AngloGold suspends production guidance at Ghana mine Obuasi as seeks cause of rockfall

ANGLOGOLD Ashanti has suspended production at its Obuasi mine in Ghana indefinitely as it seeks to find the cause of an underground accident last week.

The search for a miner trapped following a likely failure of a pillar is still underway, the company said today, adding that it had also suspended its 300,000 to 350,000 ounce gold production guidance from the mine this year.

Group production guidance for the 2021 year was estimated to be between 2.7 million and 2.9 million oz at an all-in sustaining cost of between $1,130/oz and $1,230/oz. Production for 2020 totalled 3.05 million oz.

“Our top priorities right now are the search for our missing colleague and to provide support to his family,” interim CEO Christine Ramon said.

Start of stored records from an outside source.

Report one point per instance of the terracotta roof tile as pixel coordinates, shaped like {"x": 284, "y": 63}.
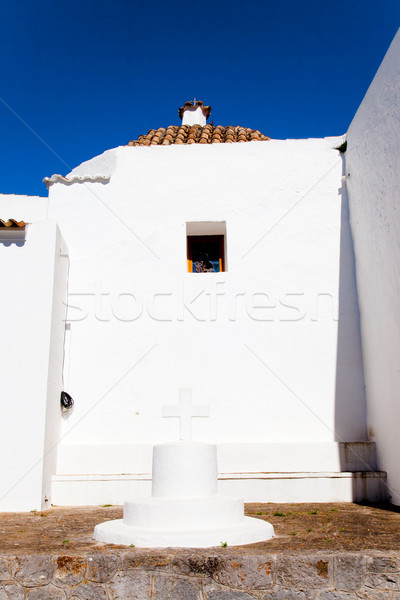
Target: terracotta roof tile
{"x": 196, "y": 134}
{"x": 12, "y": 224}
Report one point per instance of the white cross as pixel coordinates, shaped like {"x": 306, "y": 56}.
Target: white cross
{"x": 185, "y": 411}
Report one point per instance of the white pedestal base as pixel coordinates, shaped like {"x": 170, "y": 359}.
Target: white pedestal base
{"x": 247, "y": 532}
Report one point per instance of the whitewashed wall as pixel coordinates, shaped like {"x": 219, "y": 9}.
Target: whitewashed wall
{"x": 372, "y": 160}
{"x": 32, "y": 309}
{"x": 258, "y": 343}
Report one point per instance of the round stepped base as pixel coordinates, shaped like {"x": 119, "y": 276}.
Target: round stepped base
{"x": 184, "y": 513}
{"x": 248, "y": 531}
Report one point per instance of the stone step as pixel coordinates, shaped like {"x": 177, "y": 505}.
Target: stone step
{"x": 92, "y": 489}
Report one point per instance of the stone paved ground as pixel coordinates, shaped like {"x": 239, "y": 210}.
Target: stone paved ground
{"x": 298, "y": 527}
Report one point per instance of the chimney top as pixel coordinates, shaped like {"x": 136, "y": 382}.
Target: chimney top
{"x": 194, "y": 113}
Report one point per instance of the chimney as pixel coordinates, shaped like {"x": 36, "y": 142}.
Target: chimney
{"x": 194, "y": 113}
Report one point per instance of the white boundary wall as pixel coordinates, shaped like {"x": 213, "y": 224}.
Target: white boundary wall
{"x": 32, "y": 309}
{"x": 373, "y": 159}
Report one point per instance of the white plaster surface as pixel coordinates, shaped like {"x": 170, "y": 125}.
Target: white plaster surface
{"x": 372, "y": 160}
{"x": 74, "y": 490}
{"x": 194, "y": 116}
{"x": 32, "y": 305}
{"x": 184, "y": 515}
{"x": 250, "y": 531}
{"x": 184, "y": 469}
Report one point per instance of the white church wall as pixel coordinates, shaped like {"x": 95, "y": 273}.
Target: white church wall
{"x": 258, "y": 343}
{"x": 372, "y": 162}
{"x": 32, "y": 306}
{"x": 23, "y": 208}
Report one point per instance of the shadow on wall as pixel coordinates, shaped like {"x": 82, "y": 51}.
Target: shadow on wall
{"x": 350, "y": 401}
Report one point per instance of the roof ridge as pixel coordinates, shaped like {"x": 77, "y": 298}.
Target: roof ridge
{"x": 198, "y": 134}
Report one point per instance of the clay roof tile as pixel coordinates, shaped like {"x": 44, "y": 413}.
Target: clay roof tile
{"x": 187, "y": 134}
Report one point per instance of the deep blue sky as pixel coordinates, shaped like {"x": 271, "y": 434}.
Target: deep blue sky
{"x": 88, "y": 75}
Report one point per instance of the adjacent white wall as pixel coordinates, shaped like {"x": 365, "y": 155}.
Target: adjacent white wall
{"x": 32, "y": 308}
{"x": 258, "y": 343}
{"x": 372, "y": 160}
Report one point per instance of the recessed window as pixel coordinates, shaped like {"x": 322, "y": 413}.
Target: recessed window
{"x": 206, "y": 247}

The suspension of production – which goes beyond a Ghanaian government recommendation that AngloGold shut the affected area – could be “two weeks to two months,” said Graham Ehm, AngloGold’s planning and technical executive vice-president, at a press conference this afternoon.

“It is a small area of the mine but we want to pause and review before resuming stoping. We don’t want to rush that,” he said. Unlike a “classical fall of ground”, the collapse of the horizontal pillar was “… part of the integrity of the mine”, he said.

“We will only resume when we have cleared the site and a full assessment [has been made] area by area of the mine design and the ground management plan,” he said.

Ehm said that whilst “time had moved on” but the company was treating the search for the missing miner, who was directing the work of two others at the time, as “a rescue”.

AngloGold poured its first gold at Obuasi in December 2019 after a five-year period of closure and re-engineering. Mining at the Obuasi tenement – once known as the Ashanti mine – has been underway since the nineteenth century.

The re-engineered Obuasi has been scoped to produce gold at an average rate of 350,000oz to 400,000oz a year for the first ten years, and at levels above 400,000 oz a year over the life of the mine at an all-in sustaining cost of around $800/oz.

The mine is a key element of AngloGold’s plans to grow group production to between 3.2 million oz and 3.6 million oz by 2025.